After hearing this, Rogers withdrew $2,300 and headed to his local Walmart to send over a money order. But when he got to Walmart, he was refused service.
Audrella Taylor, the clerk who was working that day asked Rogers why he was sending so much money. Rogers at first was hesitant to tell her, but as Taylor continued to refuse to help him, he told her why he needed to send the money.
Taylor could not believe a grandson would call his grandpa asking for money without letting him tell anyone why he supposedly needed the cash. "I'm not going to let you send that money because I think you're being scammed," she told him.
Rogers contacted his daughter and found out it was indeed a scam. Thanks to Taylor's quick thinking, the Rogers family didn't lose any money to scammers.
Sadly, the grandparent scam that Rogers experienced is rather common. Seniors want to help their grandchildren and don't often think through what the scammer is asking because they are so worried about their family member.
Remind your parents or grandparents that legitimate organizations and people who are asking for money will never call and say they've lost your information. There are systems in place for authentic organizations to keep all the information secure. There isn't ever a need to ask for information over the phone.
If a loved one has been scammed, it's confusing and upsetting. But instead of punishing the victim for making a mistake, focus on being understanding. Let them know you are on their side and want to get to the bottom of the situation so they don't lose any (more) money.
AARP suggests to try some reverse psychology, "If you become aware that an aged parent is playing a sweepstakes or making a 'double your money' investment, ask how you can do the same. Psychologists say this tactic sometimes prompts a warning — your parent doesn't want you to lose money, too.
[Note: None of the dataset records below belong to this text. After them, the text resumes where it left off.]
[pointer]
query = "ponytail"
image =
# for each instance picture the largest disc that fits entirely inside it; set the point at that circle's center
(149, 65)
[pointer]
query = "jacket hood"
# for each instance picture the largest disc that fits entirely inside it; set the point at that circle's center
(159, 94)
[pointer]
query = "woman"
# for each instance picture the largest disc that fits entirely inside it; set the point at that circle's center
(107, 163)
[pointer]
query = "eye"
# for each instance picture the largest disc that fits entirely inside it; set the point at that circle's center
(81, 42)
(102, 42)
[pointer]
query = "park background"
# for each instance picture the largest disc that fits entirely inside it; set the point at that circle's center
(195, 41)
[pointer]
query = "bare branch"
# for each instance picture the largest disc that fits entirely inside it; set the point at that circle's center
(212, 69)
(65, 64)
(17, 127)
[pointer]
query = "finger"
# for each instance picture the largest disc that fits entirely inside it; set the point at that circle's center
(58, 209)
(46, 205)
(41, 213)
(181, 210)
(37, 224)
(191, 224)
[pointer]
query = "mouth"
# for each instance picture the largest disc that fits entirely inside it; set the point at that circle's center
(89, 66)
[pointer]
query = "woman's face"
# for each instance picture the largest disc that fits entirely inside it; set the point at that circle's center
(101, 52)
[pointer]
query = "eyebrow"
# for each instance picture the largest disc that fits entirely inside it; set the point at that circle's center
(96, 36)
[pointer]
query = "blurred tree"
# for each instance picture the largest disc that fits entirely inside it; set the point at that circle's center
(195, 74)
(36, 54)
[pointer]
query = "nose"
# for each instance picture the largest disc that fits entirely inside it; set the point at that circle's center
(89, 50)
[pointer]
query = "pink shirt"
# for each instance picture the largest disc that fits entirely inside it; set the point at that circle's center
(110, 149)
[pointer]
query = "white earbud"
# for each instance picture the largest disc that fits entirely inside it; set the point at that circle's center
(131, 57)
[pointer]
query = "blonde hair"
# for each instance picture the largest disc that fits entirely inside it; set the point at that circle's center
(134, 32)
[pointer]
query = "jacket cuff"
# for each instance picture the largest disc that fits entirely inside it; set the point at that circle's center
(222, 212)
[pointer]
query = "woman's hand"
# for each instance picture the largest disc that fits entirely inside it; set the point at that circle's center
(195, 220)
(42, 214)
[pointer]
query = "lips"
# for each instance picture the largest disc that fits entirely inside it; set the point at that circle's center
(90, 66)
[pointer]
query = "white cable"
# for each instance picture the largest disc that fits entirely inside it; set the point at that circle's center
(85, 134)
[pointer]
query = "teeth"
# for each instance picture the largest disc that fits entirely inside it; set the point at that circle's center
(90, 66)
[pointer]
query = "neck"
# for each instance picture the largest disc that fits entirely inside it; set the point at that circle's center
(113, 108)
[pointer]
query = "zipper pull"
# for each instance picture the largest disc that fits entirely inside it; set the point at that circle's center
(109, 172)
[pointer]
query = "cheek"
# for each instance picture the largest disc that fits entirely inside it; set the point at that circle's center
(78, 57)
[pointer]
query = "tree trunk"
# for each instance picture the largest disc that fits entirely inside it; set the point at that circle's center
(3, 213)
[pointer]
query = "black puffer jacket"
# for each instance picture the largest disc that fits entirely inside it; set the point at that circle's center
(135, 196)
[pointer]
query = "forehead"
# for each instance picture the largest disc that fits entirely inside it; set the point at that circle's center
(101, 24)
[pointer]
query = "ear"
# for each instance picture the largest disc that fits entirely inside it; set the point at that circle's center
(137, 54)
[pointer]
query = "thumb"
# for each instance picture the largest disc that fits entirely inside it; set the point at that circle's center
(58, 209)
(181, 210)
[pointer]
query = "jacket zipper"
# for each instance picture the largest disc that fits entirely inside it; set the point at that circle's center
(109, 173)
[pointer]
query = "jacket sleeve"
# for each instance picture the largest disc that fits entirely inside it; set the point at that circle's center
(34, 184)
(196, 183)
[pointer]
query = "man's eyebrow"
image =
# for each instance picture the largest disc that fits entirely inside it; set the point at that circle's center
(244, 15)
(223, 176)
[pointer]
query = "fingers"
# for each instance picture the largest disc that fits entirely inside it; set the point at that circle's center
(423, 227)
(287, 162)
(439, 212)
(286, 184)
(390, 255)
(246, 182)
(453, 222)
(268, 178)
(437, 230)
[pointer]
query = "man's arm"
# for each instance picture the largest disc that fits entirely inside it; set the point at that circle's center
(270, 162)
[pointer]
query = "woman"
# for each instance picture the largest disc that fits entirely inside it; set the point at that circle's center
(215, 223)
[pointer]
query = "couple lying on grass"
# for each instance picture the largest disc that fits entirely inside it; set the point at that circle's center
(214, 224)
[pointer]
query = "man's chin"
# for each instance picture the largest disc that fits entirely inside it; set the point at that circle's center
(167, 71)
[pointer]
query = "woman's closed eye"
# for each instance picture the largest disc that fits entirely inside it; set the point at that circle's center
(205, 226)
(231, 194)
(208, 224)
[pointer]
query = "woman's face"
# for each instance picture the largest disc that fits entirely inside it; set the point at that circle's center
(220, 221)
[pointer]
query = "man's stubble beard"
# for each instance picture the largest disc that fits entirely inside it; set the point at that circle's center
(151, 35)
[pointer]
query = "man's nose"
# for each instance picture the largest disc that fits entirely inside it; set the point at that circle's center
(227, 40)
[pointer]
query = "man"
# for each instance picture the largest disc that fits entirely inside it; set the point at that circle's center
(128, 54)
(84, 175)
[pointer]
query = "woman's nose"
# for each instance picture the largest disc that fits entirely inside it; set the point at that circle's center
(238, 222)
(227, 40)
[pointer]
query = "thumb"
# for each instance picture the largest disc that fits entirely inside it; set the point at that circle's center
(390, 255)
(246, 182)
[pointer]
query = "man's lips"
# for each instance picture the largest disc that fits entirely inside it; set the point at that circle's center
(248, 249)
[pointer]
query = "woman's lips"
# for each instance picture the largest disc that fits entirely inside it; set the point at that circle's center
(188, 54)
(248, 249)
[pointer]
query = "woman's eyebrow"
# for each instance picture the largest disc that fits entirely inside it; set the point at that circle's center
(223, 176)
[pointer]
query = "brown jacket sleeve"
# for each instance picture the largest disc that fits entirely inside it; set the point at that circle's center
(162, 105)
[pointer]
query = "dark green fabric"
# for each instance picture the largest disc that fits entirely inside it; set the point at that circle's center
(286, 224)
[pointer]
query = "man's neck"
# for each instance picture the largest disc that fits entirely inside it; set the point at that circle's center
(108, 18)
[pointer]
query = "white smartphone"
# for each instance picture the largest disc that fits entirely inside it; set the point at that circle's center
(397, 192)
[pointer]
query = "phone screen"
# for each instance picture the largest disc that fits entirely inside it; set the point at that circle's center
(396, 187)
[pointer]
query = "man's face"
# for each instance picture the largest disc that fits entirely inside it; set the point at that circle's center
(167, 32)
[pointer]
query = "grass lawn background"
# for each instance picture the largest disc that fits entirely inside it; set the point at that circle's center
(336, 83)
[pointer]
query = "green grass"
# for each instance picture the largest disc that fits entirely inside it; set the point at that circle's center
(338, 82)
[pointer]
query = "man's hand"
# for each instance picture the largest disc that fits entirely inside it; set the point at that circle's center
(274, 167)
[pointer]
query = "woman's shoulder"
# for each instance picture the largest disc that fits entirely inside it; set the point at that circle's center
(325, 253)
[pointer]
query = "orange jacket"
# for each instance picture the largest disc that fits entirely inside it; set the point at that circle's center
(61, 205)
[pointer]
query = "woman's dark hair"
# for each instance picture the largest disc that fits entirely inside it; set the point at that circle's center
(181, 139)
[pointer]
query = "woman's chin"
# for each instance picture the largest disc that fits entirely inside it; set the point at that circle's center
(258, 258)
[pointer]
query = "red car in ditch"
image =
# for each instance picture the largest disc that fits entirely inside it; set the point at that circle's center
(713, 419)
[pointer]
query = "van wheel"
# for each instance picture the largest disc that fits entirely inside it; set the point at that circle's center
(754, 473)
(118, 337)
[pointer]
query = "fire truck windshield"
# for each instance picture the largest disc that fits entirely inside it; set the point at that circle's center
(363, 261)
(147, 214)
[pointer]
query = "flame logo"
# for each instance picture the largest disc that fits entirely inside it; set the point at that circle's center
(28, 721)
That's your cue to ask, 'Then why do you do it?' This could start a conversation that helps the parent come to terms with the scam."
If they do choose to tell you how to "double your money" you now have an opportunity to get the details of what they are doing. This can help you end the scam and maybe even track the scammers.
Have them talk to the police — discussing other people who have been hurt or could be hurt by these same people could help motivate your loved ones to help others.
There are other things you can do to help senior citizens not be scammed. Help your loved ones unsubscribe from scamming lists and have them not answer calls they don't recognize.
For an additional layer of security, stores are training their employees to look for situations like this and help seniors to not be scammed ... but sometimes that's not enough. Be sure to talk to your grandparents about this and let them know what a scam looks like.